Von einer gedruckten Tageszeitung («Print klassisch») erwarten 51 Prozent der Konsumenten primär glaubwürdige und neutrale Information. Ähnlich vielen Befragten (48%) ist der schnelle Newsüberblick wichtig. Vier von zehn Lesern (44%) legen Wert auf vertiefte Information zu wichtigen Ereignissen. Mehr als jeder Dritte (36%) findet vor allem Hintergrundberichte, Kommentare und Analysen zu bestimmten Spezialthemen wichtig. Die Motive bei der Nutzung der zugehörigen digitalen Publikationsformen («Print digital») unterscheiden sich hiervon nur geringfügig.

Konsumenten vertrauen Page – und TV

Studie MdZ 2022. Antwort auf die Frage: «Angenommen, Sie möchten sich über ein wichtiges aktuelles Ereignis informieren (etwa über einen politischen Skandal, ein Attentat oder Ähnliches) – welcher der folgenden Quellen trauen Sie am ehesten zu, korrekte Informationen und nicht etwa Fake News zu liefern?» Befragung Konsumenten (15–59), n = 2006. Angaben in Prozent.

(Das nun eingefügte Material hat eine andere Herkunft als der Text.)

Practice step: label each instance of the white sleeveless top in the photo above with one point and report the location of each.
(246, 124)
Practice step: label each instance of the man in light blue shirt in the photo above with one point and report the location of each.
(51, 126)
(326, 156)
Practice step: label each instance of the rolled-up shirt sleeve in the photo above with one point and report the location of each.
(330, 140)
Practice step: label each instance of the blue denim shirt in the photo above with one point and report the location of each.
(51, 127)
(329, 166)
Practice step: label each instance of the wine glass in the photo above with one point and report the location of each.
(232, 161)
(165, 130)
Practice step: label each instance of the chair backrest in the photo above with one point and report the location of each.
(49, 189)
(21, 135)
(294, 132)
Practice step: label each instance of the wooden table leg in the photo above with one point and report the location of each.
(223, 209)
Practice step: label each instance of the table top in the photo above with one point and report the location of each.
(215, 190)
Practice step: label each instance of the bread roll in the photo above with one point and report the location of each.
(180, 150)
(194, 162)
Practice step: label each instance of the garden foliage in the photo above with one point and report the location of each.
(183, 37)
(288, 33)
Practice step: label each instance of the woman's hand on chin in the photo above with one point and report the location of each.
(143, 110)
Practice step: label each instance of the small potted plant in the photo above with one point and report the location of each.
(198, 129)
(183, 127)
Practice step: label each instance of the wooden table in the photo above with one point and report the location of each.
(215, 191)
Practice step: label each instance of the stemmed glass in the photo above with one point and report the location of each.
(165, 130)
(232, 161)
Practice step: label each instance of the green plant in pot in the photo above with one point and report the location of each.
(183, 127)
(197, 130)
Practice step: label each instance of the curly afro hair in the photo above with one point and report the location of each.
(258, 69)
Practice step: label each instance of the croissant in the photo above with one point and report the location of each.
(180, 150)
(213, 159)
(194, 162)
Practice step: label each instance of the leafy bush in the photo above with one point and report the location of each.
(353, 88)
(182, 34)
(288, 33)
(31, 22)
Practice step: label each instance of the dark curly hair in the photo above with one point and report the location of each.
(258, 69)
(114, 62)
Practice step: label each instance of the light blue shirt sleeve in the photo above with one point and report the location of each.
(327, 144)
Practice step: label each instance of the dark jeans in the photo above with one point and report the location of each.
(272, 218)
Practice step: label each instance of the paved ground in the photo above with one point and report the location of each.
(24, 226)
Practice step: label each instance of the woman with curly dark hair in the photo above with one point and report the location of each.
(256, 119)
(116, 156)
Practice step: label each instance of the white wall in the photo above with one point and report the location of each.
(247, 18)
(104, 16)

Das stärkt die These, dass Konsumenten zwischen den einzelnen Darbietungsformen des redaktionellen Angebots kaum mehr unterscheiden:

  • Fakt ist, dass Print immer mehr hybrid genutzt wird, und zwar in derjenigen Form, die im Moment gerade verfügbar ist, die für den Konsumenten bequemer ist oder die aus seiner Sicht besser zum Inhalt passt.
  • Das kann die gedruckte Form sein, aber ebenso gut eine Push-Nachricht auf dem Smartphone oder ein längerer Hintergrundartikel, der auf dem Tablet gelesen wird.
  • «Print» wird damit zu «Page», also journalistisch erstelltem und redaktionell aufbereitetem Leseinhalt.

Egal ob klassisch gedruckt oder digital: Zeitungen und den dahinterstehenden Journalisten und Redaktionen wird von den Konsumenten eine herausragende gesellschaftliche Bedeutung zugemessen. Zwei Drittel der Befragten zwischen 15 und 59 Jahren (67%) finden, dass eine funktionierende Gesellschaft zwingend auf gute Journalisten und Zeitungen angewiesen ist.

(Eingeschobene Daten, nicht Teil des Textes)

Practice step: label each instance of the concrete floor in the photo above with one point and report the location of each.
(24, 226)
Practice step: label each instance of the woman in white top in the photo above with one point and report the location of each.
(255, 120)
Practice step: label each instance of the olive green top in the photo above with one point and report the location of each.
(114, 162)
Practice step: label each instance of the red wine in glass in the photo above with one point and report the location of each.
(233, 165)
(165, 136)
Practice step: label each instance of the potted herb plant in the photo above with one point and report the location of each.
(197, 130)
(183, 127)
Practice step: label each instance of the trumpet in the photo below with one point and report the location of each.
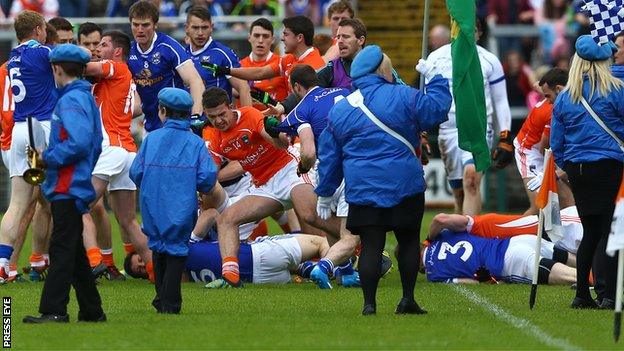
(34, 175)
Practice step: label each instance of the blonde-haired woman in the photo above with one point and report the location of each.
(592, 159)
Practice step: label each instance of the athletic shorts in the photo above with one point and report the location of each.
(455, 158)
(280, 185)
(113, 167)
(274, 257)
(528, 161)
(6, 158)
(519, 265)
(18, 162)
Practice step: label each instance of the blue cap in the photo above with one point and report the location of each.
(588, 50)
(69, 53)
(175, 99)
(366, 61)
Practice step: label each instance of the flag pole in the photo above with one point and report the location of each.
(617, 322)
(425, 44)
(538, 245)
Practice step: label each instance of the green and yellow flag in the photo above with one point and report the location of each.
(468, 82)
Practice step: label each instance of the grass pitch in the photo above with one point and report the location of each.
(299, 316)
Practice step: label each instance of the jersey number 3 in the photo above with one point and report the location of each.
(447, 248)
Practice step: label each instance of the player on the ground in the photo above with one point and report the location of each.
(34, 94)
(297, 37)
(460, 257)
(501, 226)
(239, 135)
(203, 49)
(463, 178)
(533, 138)
(114, 93)
(158, 61)
(307, 121)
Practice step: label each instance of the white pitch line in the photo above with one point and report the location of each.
(523, 325)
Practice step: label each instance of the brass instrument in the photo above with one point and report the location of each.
(34, 175)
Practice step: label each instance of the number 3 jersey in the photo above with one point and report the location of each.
(460, 255)
(32, 83)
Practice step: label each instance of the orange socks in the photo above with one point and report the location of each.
(229, 270)
(95, 256)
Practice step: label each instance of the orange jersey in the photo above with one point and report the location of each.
(536, 124)
(114, 95)
(310, 57)
(7, 109)
(243, 142)
(277, 87)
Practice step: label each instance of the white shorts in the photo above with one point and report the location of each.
(18, 162)
(280, 185)
(519, 264)
(113, 167)
(274, 257)
(455, 158)
(528, 161)
(6, 158)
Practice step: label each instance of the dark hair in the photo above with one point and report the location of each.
(51, 34)
(340, 6)
(304, 75)
(554, 77)
(175, 114)
(358, 26)
(262, 22)
(72, 69)
(199, 12)
(88, 28)
(61, 23)
(26, 23)
(214, 97)
(144, 9)
(301, 25)
(121, 40)
(128, 267)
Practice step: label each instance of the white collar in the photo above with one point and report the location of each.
(199, 51)
(151, 45)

Guter Journalismus darf etwas kosten

Auch im intermedialen Vergleich punktet Page mit besonders hoher Glaubwürdigkeit. Danach gefragt, welcher Quelle sie bei einem wichtigen Ereignis am ehesten zutrauen, korrekte Informationen zu liefern, entscheiden sich 44 Prozent der Konsumenten für die gedruckten bzw. digitalen Ausgaben der Printmedien.

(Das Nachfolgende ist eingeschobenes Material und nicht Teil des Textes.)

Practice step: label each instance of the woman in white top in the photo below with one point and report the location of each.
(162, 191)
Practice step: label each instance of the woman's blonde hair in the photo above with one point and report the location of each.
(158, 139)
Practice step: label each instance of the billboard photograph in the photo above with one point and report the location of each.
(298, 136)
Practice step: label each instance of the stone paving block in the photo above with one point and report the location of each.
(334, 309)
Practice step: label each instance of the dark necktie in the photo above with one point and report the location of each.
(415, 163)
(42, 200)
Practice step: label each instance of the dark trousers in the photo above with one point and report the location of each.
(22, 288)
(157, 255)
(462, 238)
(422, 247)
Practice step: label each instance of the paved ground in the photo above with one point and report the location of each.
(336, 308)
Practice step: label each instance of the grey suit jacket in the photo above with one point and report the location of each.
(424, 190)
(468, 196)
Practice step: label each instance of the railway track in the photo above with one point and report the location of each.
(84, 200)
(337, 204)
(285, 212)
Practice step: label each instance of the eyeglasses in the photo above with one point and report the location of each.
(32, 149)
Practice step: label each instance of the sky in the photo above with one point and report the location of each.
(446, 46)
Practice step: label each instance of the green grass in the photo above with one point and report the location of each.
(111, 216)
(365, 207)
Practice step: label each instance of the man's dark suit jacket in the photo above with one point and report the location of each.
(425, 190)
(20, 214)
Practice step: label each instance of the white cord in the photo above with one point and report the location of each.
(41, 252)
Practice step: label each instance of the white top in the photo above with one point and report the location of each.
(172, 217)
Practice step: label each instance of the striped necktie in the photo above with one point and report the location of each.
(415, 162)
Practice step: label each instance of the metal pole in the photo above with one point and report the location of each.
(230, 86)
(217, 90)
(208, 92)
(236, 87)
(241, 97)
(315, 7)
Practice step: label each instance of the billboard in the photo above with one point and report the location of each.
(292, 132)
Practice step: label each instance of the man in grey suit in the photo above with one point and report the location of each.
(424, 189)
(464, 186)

Die hohe Bedeutung des Mediums Page zeigt sich auch in der Zahlungsbereitschaft. Jeder zweite Befragte ist der Ansicht, dass guter Journalismus auch künftig etwas kosten darf (49%). Leseinhalte werden von den Konsumenten deutlich bereitwilliger bezahlt als Video- oder Audioinhalte.